Honneur à Nacer Kettane

Le fondateur de Beur FM et de Beur TV, la chaîne Méditerranée, a reçu vendredi 19 décembre au soir les insignes de chevalier de la Légion d’Honneur des mains du ministre français de la Culture Jean-Jacques Aillagon. L’occasion d’une mise au point sans concession.

Nacer Kettane : chevalier de la Légion d’Honneur. Une distinction de choix pour le fondateur de Beur FM et de Beur TV. L’homme de culture a été décoré, le 19 décembre dernier, des prestigieux insignes français, remises par le ministre de la Culture, au nom du Président de la République. Egalement homme de conviction et de combat, il s’est fendu dans son discours d’un parler vrai, quelque peu détonant dans le cadre doré du Palais Royal. Un discours, à la fois fier et émouvant, loin des palabres usuelles et des paroles convenues.

« Enfant de la République, j’ai très tôt choisi ma France, celle de la Déclaration des Droits de l’Homme, de la Constituante, de la Commune, des Brigades internationales, de la Résistance, et celle qui s’est engagée dans les mouvements de décolonisation »…

Valeurs familiales

Il faut dire que Nacer Kettane a bu ses engagements avec le lait maternel et c’est logiquement à ses parents qu’il dédie sa médaille : « A ma mère qui a échappé au napalm de la guerre d’Algérie et qui, transplantée dans une société occidentale agressive à bien des égards, a élevé malgré toutes ses souffrances ses dix enfants avec dignité et fierté. A mon père, soldat de la France Libre contre l’occupant nazi, puis militant du FLN pour l’indépendance de l’Algérie, qui a brûlé sa peau et ses plus belles années dans les usines de France, pour garantir à ses enfants une vie décente. »

La fidélité de Nacer Kettane à ses origines rend d’autant plus puissant son combat pour les valeurs de la France. S’il estime que les Français d’origine maghrébine sont « des ambassadeurs de l’exemple français » parce qu’en véhiculant leur histoire et celle de leurs parents, ils rapprochent les deux rives de la Méditerranée », il sait pourtant bien que la majorité des populations immigrées originaires du Maghreb n’est pas encore complètement intégrée. « Force est de constater que le gros de la troupe est relégué au rayon des ombres menaçantes.

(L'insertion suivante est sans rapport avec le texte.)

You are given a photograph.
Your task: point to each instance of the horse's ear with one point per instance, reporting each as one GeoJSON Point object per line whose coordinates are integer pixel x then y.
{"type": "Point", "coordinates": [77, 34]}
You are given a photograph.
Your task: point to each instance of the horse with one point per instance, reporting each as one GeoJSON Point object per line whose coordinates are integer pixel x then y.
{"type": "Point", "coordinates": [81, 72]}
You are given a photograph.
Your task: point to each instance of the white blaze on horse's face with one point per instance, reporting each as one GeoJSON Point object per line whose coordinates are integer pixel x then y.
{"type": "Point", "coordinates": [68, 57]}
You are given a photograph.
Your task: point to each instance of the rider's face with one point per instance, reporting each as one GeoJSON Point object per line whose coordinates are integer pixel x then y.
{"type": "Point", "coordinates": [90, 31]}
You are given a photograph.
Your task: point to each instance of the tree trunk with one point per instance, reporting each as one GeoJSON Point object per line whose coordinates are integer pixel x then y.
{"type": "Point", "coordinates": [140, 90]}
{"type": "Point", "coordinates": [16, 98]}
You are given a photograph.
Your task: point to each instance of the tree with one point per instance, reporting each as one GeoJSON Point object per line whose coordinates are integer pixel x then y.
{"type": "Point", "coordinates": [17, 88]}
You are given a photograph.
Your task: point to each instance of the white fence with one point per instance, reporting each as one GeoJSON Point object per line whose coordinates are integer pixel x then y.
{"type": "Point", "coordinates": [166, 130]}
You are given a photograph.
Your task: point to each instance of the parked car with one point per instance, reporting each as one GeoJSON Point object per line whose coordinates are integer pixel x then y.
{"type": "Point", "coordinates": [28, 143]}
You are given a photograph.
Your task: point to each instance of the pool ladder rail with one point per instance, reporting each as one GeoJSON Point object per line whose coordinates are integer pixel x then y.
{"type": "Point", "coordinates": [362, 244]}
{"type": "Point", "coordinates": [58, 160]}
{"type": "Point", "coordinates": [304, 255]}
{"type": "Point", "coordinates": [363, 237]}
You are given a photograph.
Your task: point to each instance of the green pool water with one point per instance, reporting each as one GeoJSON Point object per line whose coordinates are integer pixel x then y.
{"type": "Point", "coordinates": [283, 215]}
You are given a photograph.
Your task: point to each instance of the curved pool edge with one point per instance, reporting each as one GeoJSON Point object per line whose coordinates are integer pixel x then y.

Intégrismes, terrorismes, communautarismes, islamismes, font partie des quelques épithètes à la mode dont on affuble ceux qui sont censés menacer la paix civile, le jambon beurre et la messe du dimanche matin… » Or « la France du XXIème siècle a déjà changé. La France virtuelle doit céder la place à la France réelle, celle qui lui donne ses couleurs et ses chances pour l’avenir. » Et « dans ce contexte, les médias, le cinéma, et toutes les productions culturelles, portent une lourde responsabilité : celle de réconcilier la France avec elle-même et avec ce qu’elle a toujours défendu. »

Pont entre deux rives

C’est par sa fidélité à ses origines et aux valeurs qui le guident depuis toujours que Nacer Kettane donne à son engagement toute sa force. Il a prouvé depuis plusieurs décennies que la radio pouvait constituer ce lien indispensable entre une communauté, ses origines et son avenir… Et c’est avec le même enthousiasme que Nacer Kettane entraîne aujourd’hui ses équipes sur les voies difficiles de l’audiovisuel. Prouver qu’il est désormais possible d’éditer une chaîne de télévision qui soit un lien entre les deux rives de la Méditerranée, qui rende sensible cette réalité humaine et géographique à la fois : Alger, Tanger, Tunis, sont plus proches de Marseille, de Rome, d’Athènes et de Barcelone que New-York ou Moscou.

Comprendre aujourd’hui cette communauté de destins qui s’incarne dans autant d’aventures humaines, c’est trouver la voie originale qui peut permettre à deux continents, l’Afrique et l’Europe, d’inscrire un destin commun dans l’espace mondialisé du vingt-et-unième siècle. A condition de faire partager largement les valeurs de la République : la loi commune, démocratique, respectueuse des diverses cultures, passe avant la foi religieuse et les préférences communautaires… Une leçon en ces temps de haines renouvelées et de régressions identitaires.